De l’astronomie à la zoologie
Abonnez-vous à Science News pour satisfaire votre appétit omnivore de connaissances universelles.
Miller et Simpson basent leurs estimations de la durée pendant laquelle les os de mammouths morts peuvent libérer de l’ADN dans l’environnement sur la datation au radiocarbone des os de grands animaux trouvés à la surface de la Terre dans des endroits froids aujourd’hui. Des bois de caribou vieux de 2 000 ans ont été trouvés sur les îles de Svalbard en Norvège et sur l’île d’Ellesmere au Canada, et des restes d’éléphants de mer vieux de 5 000 ans près de la côte de l’Antarctique.
Wang et ses collègues ne sont pas d’accord sur le fait que l’eDNA de mammouth dans leur échantillon pourrait provenir en partie d’os froids et anciens en train de s’altérer.
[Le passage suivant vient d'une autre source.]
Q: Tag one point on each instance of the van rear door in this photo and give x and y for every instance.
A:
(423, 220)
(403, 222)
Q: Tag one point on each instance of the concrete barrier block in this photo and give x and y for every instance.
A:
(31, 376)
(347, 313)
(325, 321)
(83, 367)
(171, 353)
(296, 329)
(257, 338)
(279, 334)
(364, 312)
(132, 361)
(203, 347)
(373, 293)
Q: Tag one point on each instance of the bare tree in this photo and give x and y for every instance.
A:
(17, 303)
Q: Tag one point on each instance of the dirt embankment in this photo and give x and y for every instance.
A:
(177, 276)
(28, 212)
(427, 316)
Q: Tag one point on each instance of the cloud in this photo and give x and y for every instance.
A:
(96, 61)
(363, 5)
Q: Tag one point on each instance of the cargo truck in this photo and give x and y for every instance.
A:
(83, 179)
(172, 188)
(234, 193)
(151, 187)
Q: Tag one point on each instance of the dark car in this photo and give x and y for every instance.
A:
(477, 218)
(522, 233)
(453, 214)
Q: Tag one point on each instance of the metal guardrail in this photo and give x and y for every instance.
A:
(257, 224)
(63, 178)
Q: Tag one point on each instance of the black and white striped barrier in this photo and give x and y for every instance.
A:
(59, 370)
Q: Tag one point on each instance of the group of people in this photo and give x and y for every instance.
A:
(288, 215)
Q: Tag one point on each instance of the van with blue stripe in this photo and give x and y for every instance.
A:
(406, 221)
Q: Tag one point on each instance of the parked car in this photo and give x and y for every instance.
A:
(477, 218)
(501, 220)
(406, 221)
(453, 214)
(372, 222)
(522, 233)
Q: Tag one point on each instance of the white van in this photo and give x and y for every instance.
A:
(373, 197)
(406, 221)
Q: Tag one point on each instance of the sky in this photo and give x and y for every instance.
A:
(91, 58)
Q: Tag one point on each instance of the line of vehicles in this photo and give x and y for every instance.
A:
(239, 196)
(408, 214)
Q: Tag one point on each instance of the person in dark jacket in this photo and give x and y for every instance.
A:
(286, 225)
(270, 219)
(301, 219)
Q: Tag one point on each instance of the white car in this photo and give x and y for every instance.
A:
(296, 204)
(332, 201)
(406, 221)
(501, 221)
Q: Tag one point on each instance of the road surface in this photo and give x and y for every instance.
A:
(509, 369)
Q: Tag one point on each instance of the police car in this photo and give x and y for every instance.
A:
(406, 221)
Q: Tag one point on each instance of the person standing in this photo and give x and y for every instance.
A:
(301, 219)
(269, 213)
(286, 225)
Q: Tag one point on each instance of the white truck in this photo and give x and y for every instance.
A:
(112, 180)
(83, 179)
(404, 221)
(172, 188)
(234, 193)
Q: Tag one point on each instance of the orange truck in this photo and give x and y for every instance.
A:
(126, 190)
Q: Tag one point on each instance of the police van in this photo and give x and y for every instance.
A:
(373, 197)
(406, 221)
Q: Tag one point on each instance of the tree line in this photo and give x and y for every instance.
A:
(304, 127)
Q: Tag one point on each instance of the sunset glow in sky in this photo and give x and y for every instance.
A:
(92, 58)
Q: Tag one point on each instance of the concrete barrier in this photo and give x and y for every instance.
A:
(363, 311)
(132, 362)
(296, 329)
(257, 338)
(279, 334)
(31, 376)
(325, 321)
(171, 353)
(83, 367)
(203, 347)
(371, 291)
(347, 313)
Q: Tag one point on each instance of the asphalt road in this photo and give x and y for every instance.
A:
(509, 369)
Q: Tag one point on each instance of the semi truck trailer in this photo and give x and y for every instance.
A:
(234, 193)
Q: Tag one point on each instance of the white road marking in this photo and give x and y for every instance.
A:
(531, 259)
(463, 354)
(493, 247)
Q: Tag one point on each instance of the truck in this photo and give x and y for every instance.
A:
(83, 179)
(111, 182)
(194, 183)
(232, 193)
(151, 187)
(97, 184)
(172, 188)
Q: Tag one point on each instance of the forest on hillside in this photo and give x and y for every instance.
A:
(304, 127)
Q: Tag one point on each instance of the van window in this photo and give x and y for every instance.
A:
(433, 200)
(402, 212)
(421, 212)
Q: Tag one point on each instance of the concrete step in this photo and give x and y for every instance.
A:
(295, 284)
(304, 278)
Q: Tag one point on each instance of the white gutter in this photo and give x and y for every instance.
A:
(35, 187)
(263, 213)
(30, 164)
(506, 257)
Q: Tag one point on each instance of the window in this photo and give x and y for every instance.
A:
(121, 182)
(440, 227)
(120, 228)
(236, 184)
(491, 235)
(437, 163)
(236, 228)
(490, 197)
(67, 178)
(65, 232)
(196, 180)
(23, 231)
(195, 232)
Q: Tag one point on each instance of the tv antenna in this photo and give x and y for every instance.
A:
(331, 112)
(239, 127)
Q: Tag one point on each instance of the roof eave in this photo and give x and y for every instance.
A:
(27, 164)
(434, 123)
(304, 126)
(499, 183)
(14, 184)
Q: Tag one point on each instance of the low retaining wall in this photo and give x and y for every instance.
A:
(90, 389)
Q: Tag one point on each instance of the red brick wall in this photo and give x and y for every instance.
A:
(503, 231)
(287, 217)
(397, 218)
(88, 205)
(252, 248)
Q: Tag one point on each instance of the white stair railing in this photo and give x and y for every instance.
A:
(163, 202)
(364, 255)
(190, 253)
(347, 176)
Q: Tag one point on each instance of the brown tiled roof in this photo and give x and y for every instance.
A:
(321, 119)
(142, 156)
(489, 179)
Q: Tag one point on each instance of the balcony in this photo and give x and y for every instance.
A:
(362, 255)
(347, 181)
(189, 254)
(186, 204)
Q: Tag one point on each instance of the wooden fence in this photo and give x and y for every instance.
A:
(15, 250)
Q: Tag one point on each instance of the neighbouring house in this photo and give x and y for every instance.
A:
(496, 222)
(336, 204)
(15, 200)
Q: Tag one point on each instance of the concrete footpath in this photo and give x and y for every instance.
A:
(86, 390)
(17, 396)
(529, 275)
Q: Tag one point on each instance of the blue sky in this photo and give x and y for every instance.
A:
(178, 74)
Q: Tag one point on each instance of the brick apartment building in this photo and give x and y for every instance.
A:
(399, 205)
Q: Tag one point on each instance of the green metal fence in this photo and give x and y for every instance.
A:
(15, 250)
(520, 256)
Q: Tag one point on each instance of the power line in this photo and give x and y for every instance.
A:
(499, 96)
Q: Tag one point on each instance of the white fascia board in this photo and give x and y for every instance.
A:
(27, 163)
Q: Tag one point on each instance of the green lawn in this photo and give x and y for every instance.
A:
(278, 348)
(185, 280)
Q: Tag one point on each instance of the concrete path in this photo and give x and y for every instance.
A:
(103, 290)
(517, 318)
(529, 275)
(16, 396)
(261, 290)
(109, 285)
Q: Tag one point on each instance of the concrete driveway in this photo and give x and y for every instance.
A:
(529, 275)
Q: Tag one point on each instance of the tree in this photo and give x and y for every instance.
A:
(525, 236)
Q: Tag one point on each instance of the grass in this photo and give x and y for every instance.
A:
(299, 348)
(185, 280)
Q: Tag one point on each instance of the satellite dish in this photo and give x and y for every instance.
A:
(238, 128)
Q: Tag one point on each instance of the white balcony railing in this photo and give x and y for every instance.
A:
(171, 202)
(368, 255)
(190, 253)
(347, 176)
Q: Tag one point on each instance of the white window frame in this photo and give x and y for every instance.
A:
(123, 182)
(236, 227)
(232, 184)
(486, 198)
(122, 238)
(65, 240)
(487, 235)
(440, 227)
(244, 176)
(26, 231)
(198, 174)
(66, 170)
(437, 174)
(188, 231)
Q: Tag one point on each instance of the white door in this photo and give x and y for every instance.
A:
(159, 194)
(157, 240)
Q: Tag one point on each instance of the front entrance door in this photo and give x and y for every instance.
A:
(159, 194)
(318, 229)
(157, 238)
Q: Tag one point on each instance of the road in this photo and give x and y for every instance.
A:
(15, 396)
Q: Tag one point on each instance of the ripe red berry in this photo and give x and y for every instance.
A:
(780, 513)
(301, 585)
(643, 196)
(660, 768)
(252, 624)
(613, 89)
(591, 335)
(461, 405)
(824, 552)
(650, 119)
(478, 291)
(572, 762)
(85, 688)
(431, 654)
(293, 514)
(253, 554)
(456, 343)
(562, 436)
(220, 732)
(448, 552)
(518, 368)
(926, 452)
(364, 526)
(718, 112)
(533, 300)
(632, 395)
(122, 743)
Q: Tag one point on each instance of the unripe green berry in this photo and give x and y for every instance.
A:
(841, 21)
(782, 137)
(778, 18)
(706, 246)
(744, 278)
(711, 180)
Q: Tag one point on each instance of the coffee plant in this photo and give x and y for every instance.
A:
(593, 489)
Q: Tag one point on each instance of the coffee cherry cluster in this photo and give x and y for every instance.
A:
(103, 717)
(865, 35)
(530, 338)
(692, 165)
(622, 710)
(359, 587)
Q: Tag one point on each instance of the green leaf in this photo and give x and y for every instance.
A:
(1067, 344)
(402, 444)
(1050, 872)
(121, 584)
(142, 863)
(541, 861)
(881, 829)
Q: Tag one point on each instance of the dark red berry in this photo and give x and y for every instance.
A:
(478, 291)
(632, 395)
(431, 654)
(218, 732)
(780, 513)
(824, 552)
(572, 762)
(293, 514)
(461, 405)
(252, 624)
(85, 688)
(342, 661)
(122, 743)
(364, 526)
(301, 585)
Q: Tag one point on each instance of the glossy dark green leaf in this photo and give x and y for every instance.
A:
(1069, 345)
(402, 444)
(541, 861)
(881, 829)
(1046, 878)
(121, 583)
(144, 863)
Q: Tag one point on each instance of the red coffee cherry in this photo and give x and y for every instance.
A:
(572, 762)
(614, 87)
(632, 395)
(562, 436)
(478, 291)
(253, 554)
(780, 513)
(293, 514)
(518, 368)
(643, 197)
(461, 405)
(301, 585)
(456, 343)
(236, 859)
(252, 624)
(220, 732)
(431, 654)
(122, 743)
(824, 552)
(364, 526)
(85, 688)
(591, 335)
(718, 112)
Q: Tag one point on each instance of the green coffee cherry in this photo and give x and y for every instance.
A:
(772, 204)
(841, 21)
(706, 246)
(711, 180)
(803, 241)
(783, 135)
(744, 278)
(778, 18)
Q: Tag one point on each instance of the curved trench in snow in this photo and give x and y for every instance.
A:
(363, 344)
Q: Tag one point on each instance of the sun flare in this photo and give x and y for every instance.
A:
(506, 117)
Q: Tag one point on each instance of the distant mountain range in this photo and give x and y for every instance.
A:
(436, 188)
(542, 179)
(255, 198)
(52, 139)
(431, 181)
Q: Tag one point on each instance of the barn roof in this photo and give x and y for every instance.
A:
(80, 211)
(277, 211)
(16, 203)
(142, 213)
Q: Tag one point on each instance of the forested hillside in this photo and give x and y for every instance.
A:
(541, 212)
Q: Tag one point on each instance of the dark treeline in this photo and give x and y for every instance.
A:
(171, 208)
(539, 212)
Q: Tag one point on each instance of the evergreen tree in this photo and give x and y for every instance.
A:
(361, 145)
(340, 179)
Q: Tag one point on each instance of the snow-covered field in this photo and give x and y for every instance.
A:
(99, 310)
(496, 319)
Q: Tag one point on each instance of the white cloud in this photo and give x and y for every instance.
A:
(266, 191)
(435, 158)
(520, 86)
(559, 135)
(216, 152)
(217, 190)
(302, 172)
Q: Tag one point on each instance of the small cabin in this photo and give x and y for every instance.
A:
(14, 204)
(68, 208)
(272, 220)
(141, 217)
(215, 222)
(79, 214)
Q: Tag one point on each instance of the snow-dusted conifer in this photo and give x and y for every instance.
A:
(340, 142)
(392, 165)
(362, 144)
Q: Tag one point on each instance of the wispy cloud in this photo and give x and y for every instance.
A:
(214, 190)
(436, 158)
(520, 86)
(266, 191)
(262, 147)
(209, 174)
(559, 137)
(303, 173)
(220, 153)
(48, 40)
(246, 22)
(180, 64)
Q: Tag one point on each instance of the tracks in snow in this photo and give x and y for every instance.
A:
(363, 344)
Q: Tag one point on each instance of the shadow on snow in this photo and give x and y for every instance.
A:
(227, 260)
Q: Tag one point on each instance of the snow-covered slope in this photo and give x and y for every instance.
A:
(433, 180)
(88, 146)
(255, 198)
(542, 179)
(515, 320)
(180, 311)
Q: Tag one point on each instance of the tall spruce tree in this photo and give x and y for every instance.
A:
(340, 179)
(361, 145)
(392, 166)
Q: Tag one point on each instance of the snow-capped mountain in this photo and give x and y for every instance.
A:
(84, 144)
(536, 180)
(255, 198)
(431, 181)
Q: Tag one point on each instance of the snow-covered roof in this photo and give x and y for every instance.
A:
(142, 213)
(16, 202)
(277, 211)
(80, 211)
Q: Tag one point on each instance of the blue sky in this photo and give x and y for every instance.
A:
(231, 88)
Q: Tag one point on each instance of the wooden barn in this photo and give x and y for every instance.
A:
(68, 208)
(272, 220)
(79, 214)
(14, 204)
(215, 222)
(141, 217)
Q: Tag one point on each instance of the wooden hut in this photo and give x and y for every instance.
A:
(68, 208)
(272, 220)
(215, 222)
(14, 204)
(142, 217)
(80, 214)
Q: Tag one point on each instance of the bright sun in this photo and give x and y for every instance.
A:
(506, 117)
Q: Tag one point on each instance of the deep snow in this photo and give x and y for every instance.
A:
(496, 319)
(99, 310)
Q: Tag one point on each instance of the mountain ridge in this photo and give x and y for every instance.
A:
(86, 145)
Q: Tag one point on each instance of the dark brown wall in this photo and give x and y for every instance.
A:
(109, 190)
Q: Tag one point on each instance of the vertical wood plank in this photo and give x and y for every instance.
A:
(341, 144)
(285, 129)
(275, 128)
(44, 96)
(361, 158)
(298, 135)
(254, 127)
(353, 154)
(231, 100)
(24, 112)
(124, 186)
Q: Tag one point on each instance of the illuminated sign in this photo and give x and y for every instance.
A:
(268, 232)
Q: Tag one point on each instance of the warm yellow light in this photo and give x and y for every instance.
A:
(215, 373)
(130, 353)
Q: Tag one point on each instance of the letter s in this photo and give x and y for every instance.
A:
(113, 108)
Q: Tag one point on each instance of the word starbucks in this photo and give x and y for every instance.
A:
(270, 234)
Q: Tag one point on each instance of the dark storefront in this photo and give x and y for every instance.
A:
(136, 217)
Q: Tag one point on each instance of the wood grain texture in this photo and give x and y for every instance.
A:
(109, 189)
Dans une réponse dans le même numéro de La nature, ils soulignent, par exemple, que le plus jeune ADNe de mammouth qu’ils ont trouvé montre une faible diversité génétiqueprécisément ce à quoi vous vous attendriez si l’ADN provenait en fait d’une population en déclin à la fin du temps du mammouth sur Terre, au lieu d’une population prospère plus tôt.
« Je pense que Miller et Simpson soulèvent un point valable pour des tests et des analyses supplémentaires », déclare le généticien évolutionniste Hendrik Poinar, un pionnier de la recherche sur l’eDNA qui n’a pas participé à l’étude sur les mammouths de 2021. « Mais je ne pense pas que leur analyse soit suffisante pour combattre les multiples sources de preuves qui suggèrent une mégafaune persistante tardive », déclare Poinar, de l’Université McMaster à Hamilton, au Canada. Il souligne, par exemple, que dans l’étude de Wang, les preuves ADN retracent les plantes de l’époque. Cela suggère que les mammouths laineux du centre-nord de la Sibérie pourraient persister grâce à la steppe-toundra, qui était leur habitat naturel, s’y accrochant.
Pour Miller, le laps de temps entre les plus jeunes restes squelettiques de mammouth connus du centre-nord de la Sibérie et le plus jeune eDNA de mammouth rapporté par Wang et ses collègues est tout simplement trop suspect.